А Егор с Витькой только плечами пожали. Но ничего не сказали. Просто Егор достал откуда-то из-за спины их общее и единственное оружие — случайно найденный в коровнике плохо очищенный от грязи штык.
Разбуженный стуком в дверь, Савченко зажег фитилек керосиновой лампы и прямо в кальсонах выскочил в сени.
— Кого по ночам носит?
— Открывай, сука! — прохрипел Исачок. — Посылка тебе.
— Хто? — засуетился Савченко. — От кого? Хто послал?
— Бог послал.
Не дожидаясь, пока отворят, сын кузнеца так саданул плечом в дверь, что косяк затрещал. Сообразив, что дверь не спасет, Савченко трясущейся рукой отодвинул засов и тут же в страхе отступил в комнату. Узнал.
Исачок, ослепший от ярости, медленно пошел на отступавшего к стене Савченко. Он уже не видел его перепуганных глаз, он не видел его белого лица, он видел только расплывающийся по стенке кусок мяса, зачем-то облаченного в кальсоны и рубашку. И, коротко отведя руку назад, вонзил в это мясо штык.

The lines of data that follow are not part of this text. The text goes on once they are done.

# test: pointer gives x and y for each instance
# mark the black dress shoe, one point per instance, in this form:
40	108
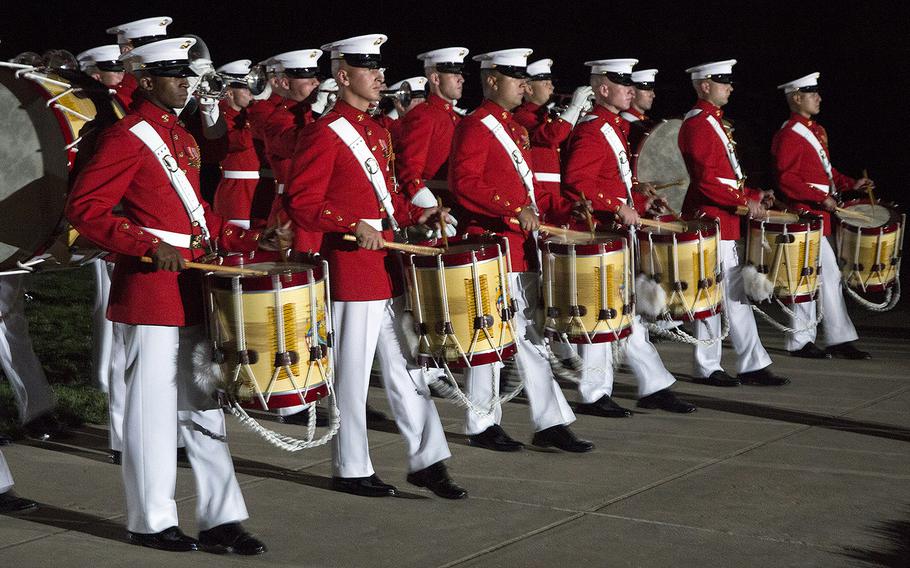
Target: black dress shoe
810	351
12	503
561	437
436	479
717	379
666	400
370	486
604	406
762	378
495	438
847	351
230	537
172	540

От повторного удара Савченко спас нечеловеческий вопль Клани. Швырнув штык на пол, Исачок переступил через распластавшуюся у его ног женщину и пошел к двери. Силы оставляли его. Оглянувшись напоследок, он увидел сидящего у стены залитого кровью Савченко и распластанную на полу, обращенную в сплошной нечленораздельный вопль Кланю. В углу, тараща на Исачка огромные перепуганные глаза, плакал маленький мальчик.
Хлопнув дверью, Исачок вышел на улицу, где дожидались Витька с Егором и готовая к долгому пути Любка. Небо на востоке, подсвеченное заревом разрывов и пожаров, стремительно светлело. Приближался рассвет. Надо было уходить.
Плавнями, вдоль берега, они обогнули городок с юга и к рассвету вышли в степь. До сумерек отсиживались в стогу, а к следующему утру добрались к старообрядцам, в село Плоское, где у Любки была дальняя родня. Мужиков здесь тоже почти не осталось, кроме кривого Евсея, к войне совершенно не пригодного. Евсей и показал им брод через речку Кучурган, тогда еще полноводную.
Еще через три дня, перейдя довольно рваную линию фронта, они вышли к дачному хутору Рено, притулившемуся сразу за Малофонтанской дорогой. Вдоль дороги все было изрезано окопами и блиндажами, за которые зацепились остатки наших частей. После малоприятных формальностей мужикам все-таки разрешили влиться в защищавший Одессу стрелковый полк. Туда же и Любку определили. Санитаркой.